Greylisting Whitelist for Gmail via SPF

[update: 10/14/2009]
I just noticed that Google provides this same technique on a Google Apps help page. Here is the link:

http://www.google.com/support/a/bin/answer.py?hl=en&answer=60764
--------

In the ever escalating arms race between spammers and hosting providers, the technique of greylisting was, at one a point, an extremely effective weapon against spam. These days, greylisting is not as effective, because spamming hosts now correctly handle the temporary error condition used by a greylisting server. But it still is a good tool and first line of defense when used correctly.

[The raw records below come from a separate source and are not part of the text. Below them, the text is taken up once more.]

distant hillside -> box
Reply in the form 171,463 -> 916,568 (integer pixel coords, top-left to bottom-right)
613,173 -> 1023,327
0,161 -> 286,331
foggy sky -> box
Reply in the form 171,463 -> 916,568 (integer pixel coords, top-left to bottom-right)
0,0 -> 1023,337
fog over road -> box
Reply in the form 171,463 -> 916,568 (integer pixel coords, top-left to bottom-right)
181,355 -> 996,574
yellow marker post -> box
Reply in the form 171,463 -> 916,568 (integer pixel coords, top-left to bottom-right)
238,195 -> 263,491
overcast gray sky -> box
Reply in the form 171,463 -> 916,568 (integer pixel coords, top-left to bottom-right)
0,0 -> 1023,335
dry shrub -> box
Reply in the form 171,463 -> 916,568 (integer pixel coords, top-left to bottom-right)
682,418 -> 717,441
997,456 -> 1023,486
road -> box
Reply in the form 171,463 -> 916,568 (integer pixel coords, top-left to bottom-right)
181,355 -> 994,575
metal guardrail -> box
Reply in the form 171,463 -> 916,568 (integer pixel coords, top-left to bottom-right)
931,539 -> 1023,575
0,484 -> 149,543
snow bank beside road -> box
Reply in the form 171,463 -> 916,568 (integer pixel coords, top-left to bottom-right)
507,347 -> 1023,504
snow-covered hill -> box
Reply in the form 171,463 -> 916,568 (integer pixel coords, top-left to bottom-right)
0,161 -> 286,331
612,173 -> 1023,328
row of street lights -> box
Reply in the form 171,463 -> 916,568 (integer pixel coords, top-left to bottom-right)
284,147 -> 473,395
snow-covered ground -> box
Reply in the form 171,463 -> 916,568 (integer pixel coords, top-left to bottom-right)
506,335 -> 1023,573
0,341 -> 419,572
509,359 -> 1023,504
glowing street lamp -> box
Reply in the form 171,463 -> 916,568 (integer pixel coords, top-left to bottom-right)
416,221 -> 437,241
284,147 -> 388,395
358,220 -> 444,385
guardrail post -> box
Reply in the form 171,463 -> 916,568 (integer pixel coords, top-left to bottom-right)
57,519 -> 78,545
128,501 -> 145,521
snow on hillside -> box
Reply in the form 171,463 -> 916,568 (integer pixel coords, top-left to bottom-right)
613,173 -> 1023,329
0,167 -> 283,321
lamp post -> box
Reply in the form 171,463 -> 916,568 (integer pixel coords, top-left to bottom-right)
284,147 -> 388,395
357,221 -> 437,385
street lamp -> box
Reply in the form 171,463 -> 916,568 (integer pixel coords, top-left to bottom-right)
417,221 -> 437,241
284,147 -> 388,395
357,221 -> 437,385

Of course, one of the biggest problems with greylisting comes from large email hosting providers, like Gmail, Yahoo, Hotmail, etc. These services use multiple servers to deliver their mail (they have to), and as such, when a message is returned as a temporary failure, it's not guaranteed that the same sending server will attempt to deliver the message a second time.

As such, the only thing to do is whitelist the servers used by these large hosting providers. Due to, I'm sure, Google's ever growing infrastructure, Gmail is particularly difficult to keep up on which servers belong to the Gmail cloud.

I just stumbled upon a pretty decent way, however, to easily learn all of Gmail's outgoing mail server IP addresses. This information is readily available in their SPF records for their service.

Here is a link which describes which type of SPF record should be added to a domain which has email routed through Google Apps: http://www.google.com/support/a/bin/answer.py?hl=en&answer=33786

You can see that Google specifies an "include" directive which is aspmx.googlemail.com. So, now we can do a TXT query on this domain, which gives us:

]$ host -t txt aspmx.googlemail.com
aspmx.googlemail.com descriptive text "v=spf1 redirect=_spf.google.com"

The same query against googlemail.com and gmail.com returns the same information, too. So, following the redirect:

]$ host -t txt _spf.google.com
_spf.google.com descriptive text "v=spf1 ip4:216.239.32.0/19 ip4:64.233.160.0/19 ip4:66.249.80.0/20 ip4:72.14.192.0/18 ip4:209.85.128.0/17 ip4:66.102.0.0/20 ip4:74.125.0.0/16 ?all"

Obviously we can infer from this the following ip address ranges:

216.239.32.0/19
64.233.160.0/19
66.249.80.0/20
72.14.192.0/18
209.85.128.0/17
66.102.0.0/20
74.125.0.0/16

I don't know if Google has officially published all their mail servers to help us who use greylisting. However, the above technique seemed to be a pretty slick way to determine which IP address ranges should be considered for whitelisting Gmail.

Well anyway, it was one of those "oh duh" type moments for me. Hopefully this helps someone else too.